Governadores controlam máquina de
105 mil cargos sem concurso público. Pesquisa do IBGE revela que apenas na
administração direta dos Estados havia, em 2012, mais de 74 mil servidores com
indicação política, número 17 vezes maior que o existente no governo federal.
Daniel Bramatti e José Roberto de
Toledo, de O ESTADO DE SÃO PAULO
(Estadão Dados)
Campanha pelo concurso tenta moralizar o poder público |
A primeira pesquisa completa
sobre a estrutura burocrática dos Estados, realizada pelo IBGE, revela que os
27 governadores empregavam em 2012, em conjunto, um contingente cerca de 105
mil funcionários que não fizeram concurso para entrar na administração pública.
Se todas essas pessoas se reunissem, nenhum dos estádios da Copa de 2014 - nem
mesmo o Maracanã - teria capacidade para acomodá-las.
Apenas na chamada administração
direta, da qual estão excluídas as vagas comissionadas das empresas estatais, o
número de funcionários subordinados aos gabinetes dos governadores ou às
secretarias de Estado sem concurso público chega a 74.740, o suficiente para
ocupar 98% do maior estádio do Brasil. No governo federal há 4.445 servidores
sem concurso em cargos de confiança na chamada administração direta, ou 0,7% do
total dessa categoria.
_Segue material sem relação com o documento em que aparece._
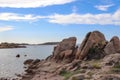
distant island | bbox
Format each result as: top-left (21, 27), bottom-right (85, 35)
top-left (39, 42), bottom-right (59, 45)
top-left (0, 42), bottom-right (26, 49)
Já nos Estados, a proporção chega a 2,8%.
Gestão indireta
Na administração indireta dos
governos estaduais - autarquias, fundações e empresas públicas, segundo a
metodologia da Pesquisa de Informações Básicas Estaduais, do IBGE -, há outros
30.809 servidores comissionados não concursados, contingente que encheria
metade do estádio Beira Rio, em Porto Alegre. No governo federal, são 1.300,
mas qualquer comparação é indevida, pois o conceito de administração indireta
não é o mesmo nas diferentes esferas.
Líder
Do total de 105,5 mil servidores
sem concurso nos Estados, quase 10% estão em Goiás. O governador Marconi
Perillo (PSDB) abriga em sua burocracia 10.175 funcionários nessa situação, o
que o torna líder no ranking desse tipo de nomeações em números absolutos. A
Bahia, governada pelo petista Jaques Wagner, vem logo atrás, com 9.240 não
concursados.
Ao se ponderar os resultados pelo
tamanho da população, os governadores que saltam para a liderança do ranking
são os de Rondônia, Confúcio Moura (PMDB), e do Distrito Federal, Agnelo
Queiroz (PT), com 937 e 263 cargos por 100 mil habitantes, respectivamente. Os
oito governadores do PSDB controlam, em conjunto, 37,6 mil cargos ocupados por
servidores não concursados. Os quatro governadores do PT, por sua vez, têm em
mãos 23 mil vagas. Logo atrás estão os quatro do PMDB, com 21,6 mil. O peso dos
partidos muda quando se pondera a quantidade de cargos controlados por 100 mil
habitantes. Nesse caso, o PT passa para o primeiro lugar (75), e o PSDB cai
para o quinto (41).
Função política
Em teoria, os cargos de livre
nomeação servem para que administradores públicos possam se cercar de pessoas
com quem têm afinidades políticas e projetos em comum. Na prática, no entanto,
é corrente o uso dessas vagas como moeda de troca. Além de abrigar seus
próprios eleitores ou correligionários, os chefes do Executivo distribuem as
vagas sem concurso para partidos aliados em troca de apoio no Legislativo ou em
campanhas eleitorais.
"Os critérios e métodos de
composição de governo que servem para a esfera federal se reproduzem nos
Estados", observa o cientista político Carlos Melo. "A grande reforma
política que poderíamos fazer seria reduzir ao mínimo esses cargos, tanto no
âmbito da União quanto no dos Estados e municípios. Faremos? Creio que não. Não
interessa ao sistema político."
Cargos de livre nomeação também
podem ser usados para atrair para a máquina pública profissionais qualificados
que não têm interesse permanente. Mas a pesquisa do IBGE mostra que nem sempre
isso acontece. Em Goiás, por exemplo, 49% dos comissionados têm apenas o ensino
fundamental, segundo registros oficiais. O governo diz que não controla a
escolaridade (leia texto abaixo). No governo federal, apenas 1,4% dos
comissionados têm escolaridade até o 1º grau.
"Não podemos tirar nenhuma
conclusão sobre a competência dos servidores, mas são evidentes os critérios
utilizados para nomear pessoas para o serviço público", avalia o cientista
político Sergio Praça. "Em termos de estruturação administrativa, os
Estados estão atrasados em relação ao governo federal."